Our first meets of the season often took place in a tiny town called Corning, Arkansas, whose population sign answered, Yes, please. (Just kidding, more like three thousand.) Corning’s track sat in the middle of, well, nothing but empty space that provided no break from the strong March winds that seemed to be ever-present.
So it was always cold on those eight laps around the track. Coach Watson insisted that we remove our sweats and wear only our track uniform when we raced despite the weather conditions. Our uniform consisted of tiny maroon shorts that as best I recall were made out of cheap construction paper and a white mesh tank top with a maroon stripe. We provided our own goosebumps.
I remember Corning in particular and those killer eight laps because a quarter of the time was spent running directly into that terrible wind. Another quarter involved flying down the track with the wind at our back unable to breathe because all available oxygen had been snatched from our desperate gasps.

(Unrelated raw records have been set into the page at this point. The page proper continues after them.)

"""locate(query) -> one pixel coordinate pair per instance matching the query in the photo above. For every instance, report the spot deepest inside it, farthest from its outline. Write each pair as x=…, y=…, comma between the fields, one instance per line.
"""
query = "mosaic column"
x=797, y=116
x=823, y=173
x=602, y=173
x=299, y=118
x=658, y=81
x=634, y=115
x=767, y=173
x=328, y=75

The corners in between were the best shot of relief, although there the wind tended to blow you into the lanes you had not intended to run in.
So it was a good memory.
Well, it was good in the sense that it occurred to me that those races are pretty indicative of life in general. There are times when the wind is so at your back that you can hardly breathe. There are others when the wind is so in your face that you can hardly move. And there are still others when the wind blows you off course despite your best efforts. Life leaves you longing for some gentle rhythm yet wondering if you are accomplishing anything beyond running in circles.
My best advice is to move to Southern California where the weather is far more hospitable for running. But that doesn’t speak to the reality of life. For that, all I have learned is that you can expect all of the above and more. And that bracing for each shift in the winds is preferable to being surprised at each turn.